I agree that in some cases it might not be "easy", but does that make this idea "bad"? I'm not an expert on any IL generation so I can't really tell the difficulty on implementing something like this, but I thought the idea of readonly variables is to be able to do optimizations.

It's not bad, it's just probably going to be rather difficult to get it right. readonly isn't useful here, the JIT should not have any problem figuring out that the null check is loop invariant without it (and the JIT doesn't really pay attention to readonly parameters, that's just a C# cosmetic thing).

The difficulty consists in deciding whether it's useful to clone such a large loop. Unless the application spends a lot of time in this loop, cloning it just increases the code size without any gain, quite the contrary. That's why I said that this might need runtime profiling (likely done as part of tiering), there's practically no way that the JIT will start cloning ANY loop that contains loop unswitching opportunities.

mikedn on 27 May 2019

@mikedn , makes sense.
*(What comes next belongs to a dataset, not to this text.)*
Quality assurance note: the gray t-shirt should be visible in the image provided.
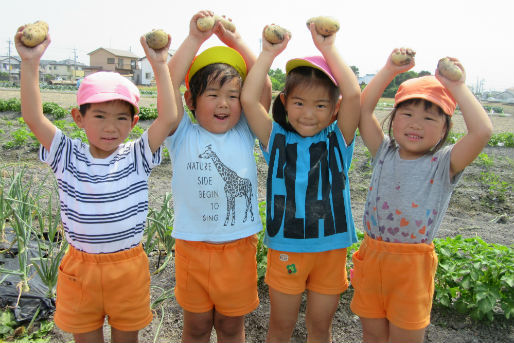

Could we include some people in this conversation that might be able to give some valid input on that?

devedse on 28 May 2019

@benaadams , I was just thinking about this and was wondering if we could somehow rewrite this code to not have to include the quite big if check everywhere.

Do you know if it's possible to for example override the ? operator and be able to do something like this:

progress?.Invoke(a,b,c,d);

Where in the HasAction class we have something like:

override operator ?()
{
    return typeof(TAction) != typeof(NoAction);
}

devedse on 28 May 2019

Could we include some people in this conversation that might be able to give some valid input on that?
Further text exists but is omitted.